Svimez, a research institute, said in December that as many as 100,000 workers went south during the pandemic, adding that it was a historic opportunity to reverse the brain drain that has plagued the Italian south.

– ‘Enormous potential’ –

Before the pandemic struck, Milan was seen as Italy’s most dynamic and successful city.

But the south has many advantages, from cheaper living costs to less traffic and pollution — and the weather. In Catania, average temperatures do not fall below 10 degrees Celsius (50 Fahrenheit), even in mid-winter.

Mariano Corso, a leadership and innovation professor at the School of Management of Milan’s Polytechnic University, said the so-called south working phenomenon could benefit all of Italy.

A healthy “competition between territories” should drive up public services everywhere, and “for southern cities this is a huge opportunity to seize the moment … and get back in the game,” he said.

Public transport and internet can be a problem across the south, including in Sicily, but Militello’s association is lobbying for better service.

It is also teaming up with private investors developing co-working spaces for south workers.

One is due to open next month in Palazzo Biscari, a grandiose 18th century palace in downtown Catania once used as a set for a Coldplay music video.

“I can see dozens of companies and hundreds of people working here,” Antonio Perdichizzi, founder of the Isola Catania co-working space, told AFP as workers and decorators raced around him in brightly coloured rooms.

“There is enormous potential in having young and older people who have worked in Italy and Europe or in other parts of the world and who are coming back home due to the pandemic.”

– A new buzz –

Jobs in Sicily are still hard to come by — unemployment in 2020 was 18 percent, double the national average — but growing numbers of people moving there while working online for northern firms is creating its own buzz.

After studying and working in Milan, Paris and Tunisia, Paterno Castello returned to Catania last year for home-working.

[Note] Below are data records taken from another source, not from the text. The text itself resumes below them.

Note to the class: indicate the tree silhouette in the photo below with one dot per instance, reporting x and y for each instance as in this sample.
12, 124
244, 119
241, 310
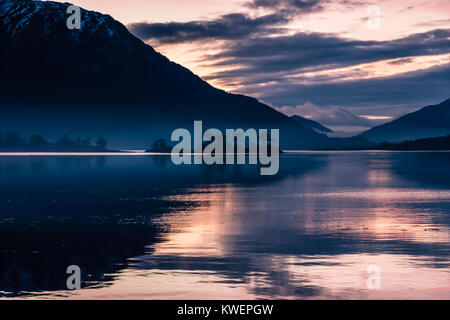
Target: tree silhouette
101, 143
37, 140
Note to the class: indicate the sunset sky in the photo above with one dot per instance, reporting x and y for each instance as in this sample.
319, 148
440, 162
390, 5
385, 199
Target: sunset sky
348, 64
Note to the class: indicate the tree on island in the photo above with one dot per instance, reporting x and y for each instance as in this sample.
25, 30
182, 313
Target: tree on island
101, 143
160, 145
37, 140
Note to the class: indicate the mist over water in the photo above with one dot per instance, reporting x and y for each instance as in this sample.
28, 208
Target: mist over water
140, 227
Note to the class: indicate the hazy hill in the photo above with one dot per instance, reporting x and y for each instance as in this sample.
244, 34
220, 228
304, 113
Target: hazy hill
102, 80
308, 123
430, 121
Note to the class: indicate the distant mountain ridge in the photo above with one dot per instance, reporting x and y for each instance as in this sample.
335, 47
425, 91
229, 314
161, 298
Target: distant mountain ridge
103, 80
430, 121
308, 123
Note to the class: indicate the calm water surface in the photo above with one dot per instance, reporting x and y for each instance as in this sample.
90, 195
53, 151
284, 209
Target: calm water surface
142, 228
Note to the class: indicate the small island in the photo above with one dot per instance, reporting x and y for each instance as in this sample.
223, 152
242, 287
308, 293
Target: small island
11, 141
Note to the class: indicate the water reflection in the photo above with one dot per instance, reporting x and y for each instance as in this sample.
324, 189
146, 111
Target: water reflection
169, 232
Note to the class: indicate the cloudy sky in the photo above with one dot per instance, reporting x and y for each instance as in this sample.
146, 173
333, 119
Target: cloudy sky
348, 64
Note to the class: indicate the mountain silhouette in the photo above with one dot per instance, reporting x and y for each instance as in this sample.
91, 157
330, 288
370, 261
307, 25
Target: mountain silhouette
308, 123
430, 121
102, 80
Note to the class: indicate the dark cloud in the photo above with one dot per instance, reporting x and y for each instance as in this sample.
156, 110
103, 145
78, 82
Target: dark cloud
227, 27
367, 96
316, 51
301, 5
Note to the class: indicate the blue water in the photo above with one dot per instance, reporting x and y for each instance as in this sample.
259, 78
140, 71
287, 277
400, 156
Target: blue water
141, 228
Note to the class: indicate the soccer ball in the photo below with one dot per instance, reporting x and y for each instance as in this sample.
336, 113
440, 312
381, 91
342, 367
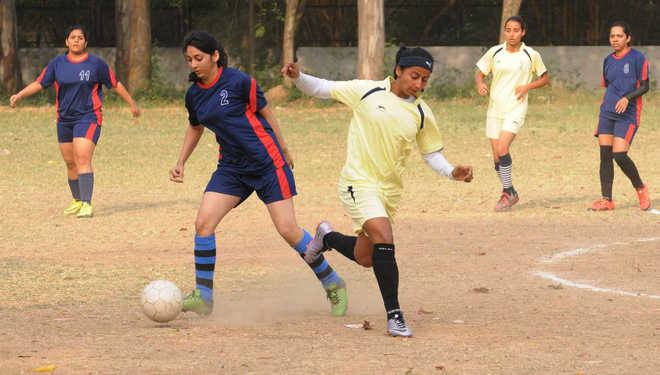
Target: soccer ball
162, 301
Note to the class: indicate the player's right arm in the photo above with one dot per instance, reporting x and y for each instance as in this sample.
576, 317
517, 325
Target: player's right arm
193, 134
29, 90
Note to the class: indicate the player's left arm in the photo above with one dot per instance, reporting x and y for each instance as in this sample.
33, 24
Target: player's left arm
643, 88
121, 90
540, 70
268, 115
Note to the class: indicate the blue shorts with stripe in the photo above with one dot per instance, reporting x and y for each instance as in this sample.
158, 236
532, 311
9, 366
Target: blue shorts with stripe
272, 186
622, 128
86, 127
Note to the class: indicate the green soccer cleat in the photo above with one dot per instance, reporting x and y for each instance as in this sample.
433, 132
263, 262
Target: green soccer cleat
195, 303
73, 208
86, 210
336, 293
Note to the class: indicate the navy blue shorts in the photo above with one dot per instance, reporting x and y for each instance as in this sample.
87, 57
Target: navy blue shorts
622, 128
271, 187
86, 127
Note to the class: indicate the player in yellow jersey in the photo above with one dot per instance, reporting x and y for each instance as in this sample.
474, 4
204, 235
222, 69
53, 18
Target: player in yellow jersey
389, 117
513, 66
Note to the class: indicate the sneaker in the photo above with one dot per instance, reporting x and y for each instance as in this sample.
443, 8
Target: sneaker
644, 198
506, 201
317, 246
195, 303
86, 210
336, 293
73, 208
603, 204
396, 325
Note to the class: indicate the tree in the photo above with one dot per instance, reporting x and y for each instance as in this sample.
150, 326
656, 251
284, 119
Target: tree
371, 39
133, 22
509, 8
294, 12
10, 73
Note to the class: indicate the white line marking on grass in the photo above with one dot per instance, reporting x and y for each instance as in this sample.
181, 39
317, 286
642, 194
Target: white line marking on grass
593, 288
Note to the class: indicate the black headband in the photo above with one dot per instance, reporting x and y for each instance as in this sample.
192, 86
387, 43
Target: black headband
420, 61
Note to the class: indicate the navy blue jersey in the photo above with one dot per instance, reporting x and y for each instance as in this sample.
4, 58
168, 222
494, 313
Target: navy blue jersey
229, 107
78, 85
622, 75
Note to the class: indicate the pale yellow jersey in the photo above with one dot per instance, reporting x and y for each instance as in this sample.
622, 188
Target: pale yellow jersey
510, 70
381, 135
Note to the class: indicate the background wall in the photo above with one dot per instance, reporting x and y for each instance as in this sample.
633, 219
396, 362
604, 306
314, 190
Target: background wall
572, 66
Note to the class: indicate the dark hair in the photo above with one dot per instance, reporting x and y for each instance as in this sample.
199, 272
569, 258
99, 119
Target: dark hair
411, 52
518, 19
206, 43
626, 28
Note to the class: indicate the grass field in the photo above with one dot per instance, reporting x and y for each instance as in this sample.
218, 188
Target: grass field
69, 289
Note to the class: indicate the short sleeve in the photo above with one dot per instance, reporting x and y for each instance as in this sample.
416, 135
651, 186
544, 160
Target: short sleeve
429, 138
538, 67
106, 75
351, 92
192, 117
47, 76
485, 63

While there, he reunited with a high school friend to launch an organic food start-up called Boniviri.

While admitting the cultural and social scene of a city of around 300,000 is no match with Milan’s more cosmopolitan vibe, he describes Catania as “a place where things are happening”.

“A few years ago it wasn’t like this, you needed to go north to make things happen … now there is innovation, culture here as well, there are young people like us who want to bring something new.”